The Chamber of Commerce and Industry WA (CCI) is disappointed that the Western Australian Industrial Relations Commission (WAIRC) has today handed down an $18 per week increase to the state minimum wage or 2.5 per cent, payable from 1 July 2018.
CCI Chief Executive Officer Chris Rodwell said CCI strongly represented our Members at the State Wage Case to argue for an affordable 1.2 per cent increase for workers that are employed by small businesses under the State industrial relations system.
“Today’s increase means the cumulative increase to state minimum wages since 2012 has been 18.2 per cent – more than double CPI (7.3%),” Mr Rodwell said.
“This is on top of WA’s Average Ordinary Time Weekly Earnings already being the highest of all states, exceeding the national average by 11 per cent and that of the next highest state, New South Wales, by 10 per cent.
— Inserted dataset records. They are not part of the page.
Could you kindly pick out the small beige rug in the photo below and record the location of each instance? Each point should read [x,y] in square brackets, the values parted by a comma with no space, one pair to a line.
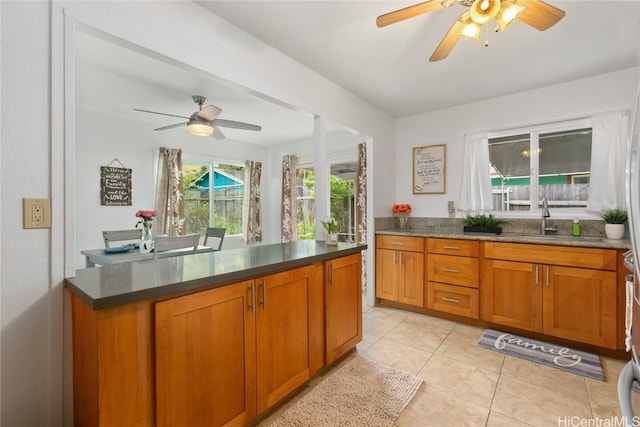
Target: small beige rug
[360,393]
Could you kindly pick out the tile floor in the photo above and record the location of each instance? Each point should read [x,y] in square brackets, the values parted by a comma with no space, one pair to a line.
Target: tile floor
[465,385]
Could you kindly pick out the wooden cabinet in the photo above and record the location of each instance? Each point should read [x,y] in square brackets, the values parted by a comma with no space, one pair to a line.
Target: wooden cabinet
[567,292]
[206,357]
[343,305]
[228,354]
[400,269]
[452,272]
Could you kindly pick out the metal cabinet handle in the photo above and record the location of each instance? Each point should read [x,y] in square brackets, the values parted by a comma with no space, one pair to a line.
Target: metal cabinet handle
[264,294]
[331,273]
[252,301]
[547,276]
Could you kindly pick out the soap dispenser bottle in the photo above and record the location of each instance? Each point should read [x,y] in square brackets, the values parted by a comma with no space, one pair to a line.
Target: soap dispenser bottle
[575,230]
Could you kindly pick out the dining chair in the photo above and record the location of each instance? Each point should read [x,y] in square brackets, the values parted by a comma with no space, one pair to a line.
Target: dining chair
[111,236]
[215,233]
[163,244]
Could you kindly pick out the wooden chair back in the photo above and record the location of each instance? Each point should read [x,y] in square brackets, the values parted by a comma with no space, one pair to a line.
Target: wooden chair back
[165,243]
[214,233]
[110,236]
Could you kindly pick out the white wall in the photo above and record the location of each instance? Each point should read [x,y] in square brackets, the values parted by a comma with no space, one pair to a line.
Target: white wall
[34,146]
[579,98]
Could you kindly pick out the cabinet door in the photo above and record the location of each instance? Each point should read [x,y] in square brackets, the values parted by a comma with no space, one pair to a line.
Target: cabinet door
[511,295]
[283,334]
[580,305]
[387,274]
[205,358]
[343,305]
[411,278]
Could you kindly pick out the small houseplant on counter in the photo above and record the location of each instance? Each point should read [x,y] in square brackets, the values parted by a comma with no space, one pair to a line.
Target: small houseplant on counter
[402,210]
[482,223]
[331,227]
[614,219]
[145,218]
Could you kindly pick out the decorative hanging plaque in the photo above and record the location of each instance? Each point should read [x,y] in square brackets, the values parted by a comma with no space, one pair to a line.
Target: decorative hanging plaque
[115,186]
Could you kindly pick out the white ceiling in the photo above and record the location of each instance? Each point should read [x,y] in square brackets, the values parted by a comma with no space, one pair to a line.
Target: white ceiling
[388,67]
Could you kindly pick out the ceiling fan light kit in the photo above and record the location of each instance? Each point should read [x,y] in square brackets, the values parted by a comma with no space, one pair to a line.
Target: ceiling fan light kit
[535,13]
[204,122]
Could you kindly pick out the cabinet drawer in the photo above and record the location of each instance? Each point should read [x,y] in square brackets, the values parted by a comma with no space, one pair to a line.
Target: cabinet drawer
[453,269]
[454,247]
[570,256]
[404,243]
[452,299]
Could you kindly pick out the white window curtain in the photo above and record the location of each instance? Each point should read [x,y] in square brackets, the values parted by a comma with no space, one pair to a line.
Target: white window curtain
[169,200]
[607,188]
[251,204]
[288,211]
[475,191]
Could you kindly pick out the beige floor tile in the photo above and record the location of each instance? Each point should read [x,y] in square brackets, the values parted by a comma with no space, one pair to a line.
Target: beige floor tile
[539,406]
[420,335]
[399,356]
[467,382]
[461,345]
[500,420]
[433,407]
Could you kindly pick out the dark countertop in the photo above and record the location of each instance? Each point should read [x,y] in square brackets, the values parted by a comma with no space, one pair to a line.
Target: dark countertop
[550,239]
[118,284]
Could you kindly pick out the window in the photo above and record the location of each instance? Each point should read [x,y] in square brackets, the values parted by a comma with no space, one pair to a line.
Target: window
[213,196]
[341,196]
[552,162]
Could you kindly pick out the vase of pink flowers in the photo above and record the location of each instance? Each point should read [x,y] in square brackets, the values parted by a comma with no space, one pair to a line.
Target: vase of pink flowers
[145,219]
“CCI supports responsible and sustainable wage growth through the State Minimum Wage and award minimum wages but it is important to recognise that more than half of small businesses have an annual turnover of less than $200,000.”
Although confidence is improving, WA’s domestic economy remains in transition, slowed down by falling business investment and high levels of unemployment and youth unemployment, while WA has the lowest inflation rate of all the states for the 10th quarter in a row.
“CCI believes caution and restraint in minimum wage setting is particularly important for WA at this time to ensure that employment opportunities aren’t discouraged in any way,” Mr Rodwell said.
“It is too simplistic to say that small businesses can increase prices to cover costs. That is not always a viable option – the competitive market they operate within often determines pricing, not them.
“Like any individual, small businesses can only pay for what they can afford – be that the level of inventory they carry, the range of stock on their shelves and the staff they employ. These come on top of normal operating costs such as rent, insurances, utilities and repairs.
“Small business can’t afford increased cost pressures at a time when many face a challenging year ahead as the economy attempts to recover.
“CCI respects the independence of the WAIRC, and while the decision is greater than CCI had advocated, we believe that the WAIRC strongly considered CCI’s arguments made on behalf of our members.”